Black Caiman (Melanosuchus niger)
The black caiman lives in northern South America and can be found throughout much of the Amazon River, from Peru and Ecuador eastward to Guyana and Suriname. Black caimans have a broad diet, feeding on fish and other reptiles, as well as rodents such as capybaras (which can grow up to 4 feet long and 1.25 meters). Adult male black caimans are often over 13 feet (about 4 meters) long. Large specimens have been known to attack people.
The Worldwide Crocodile Attack Database (CrocBITE), affiliated with Charles Darwin University in Australia, notes that between January 2008 and October 2013, black people were involved in 43 attacks, and less than a fifth of them. were fatal.
Read More About: Fish Species
Mugger Crocodile (Crocodylus palustris)
The alligator, or swamp crocodile, can be found in freshwater ponds, wetlands, lakes, and slow-moving rivers from Iran to the west coast of Southeast Asia. It is easily recognized by its broad flat snout. Among the largest crocodile species in terms of body size, but can grow to 13 to 16.5 feet (about 4 to 5 meters) as adults. Although they feed on fish and reptiles, some have also fed on larger prey such as deer. According to CrocBITE, robbers attacked 110 people between 2008 and 2013, with nearly a third of the victims dying.

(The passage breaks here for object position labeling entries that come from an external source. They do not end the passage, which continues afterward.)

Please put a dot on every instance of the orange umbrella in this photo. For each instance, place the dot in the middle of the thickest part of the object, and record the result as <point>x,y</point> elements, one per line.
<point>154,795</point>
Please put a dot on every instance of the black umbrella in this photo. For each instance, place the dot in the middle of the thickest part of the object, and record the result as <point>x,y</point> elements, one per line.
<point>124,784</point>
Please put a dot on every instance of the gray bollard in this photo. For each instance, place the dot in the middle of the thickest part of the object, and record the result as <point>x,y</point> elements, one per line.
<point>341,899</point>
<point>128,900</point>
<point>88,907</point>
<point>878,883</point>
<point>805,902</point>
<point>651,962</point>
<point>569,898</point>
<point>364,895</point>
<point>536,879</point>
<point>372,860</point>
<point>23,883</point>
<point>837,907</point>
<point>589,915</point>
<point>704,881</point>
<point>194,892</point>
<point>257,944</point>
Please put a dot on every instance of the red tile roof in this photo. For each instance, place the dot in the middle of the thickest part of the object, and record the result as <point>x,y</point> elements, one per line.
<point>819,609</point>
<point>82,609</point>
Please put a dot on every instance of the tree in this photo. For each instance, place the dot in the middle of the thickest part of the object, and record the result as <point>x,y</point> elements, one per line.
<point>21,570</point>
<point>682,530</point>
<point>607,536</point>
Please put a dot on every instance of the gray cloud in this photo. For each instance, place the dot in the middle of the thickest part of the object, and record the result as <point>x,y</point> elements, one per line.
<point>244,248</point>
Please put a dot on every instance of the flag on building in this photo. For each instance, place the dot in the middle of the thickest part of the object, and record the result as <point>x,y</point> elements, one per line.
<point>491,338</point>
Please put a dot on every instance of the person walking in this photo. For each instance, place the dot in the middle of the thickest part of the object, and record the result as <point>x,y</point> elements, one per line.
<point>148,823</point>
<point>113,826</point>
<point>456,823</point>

American Crocodile (Crocodylus acutus)
The American alligator, also known as the Central American alligator, inhabits a wide range of aquatic habitats from southern Florida and Mexico south through the Caribbean Islands and Central America to northern South America. It is no stranger to saline environments, having been seen in saltwater estuaries. Adult males grow to about 16.5 feet (about 5 meters) in length.
American alligators prefer small vertebrates as prey, but reports of attacks on people are not uncommon. CrocBITE notes that 90 people were attacked between 2008 and 2013, resulting in nearly 20 deaths.
Gharial (Gavialis gangeticus)
Gharial, or Gavial, inhabits the rivers of northern India and Nepal. It is distinguished by its long and very thin jaws with sharp teeth, which it uses as its main prey for catching fish. The gharial usually reaches a length of about 12 to 15 feet (3.7 to 4.6 m). It does not attack humans but feeds on corpses during cremations on the Ganges River.
American Alligator (Alligator mississippiensis)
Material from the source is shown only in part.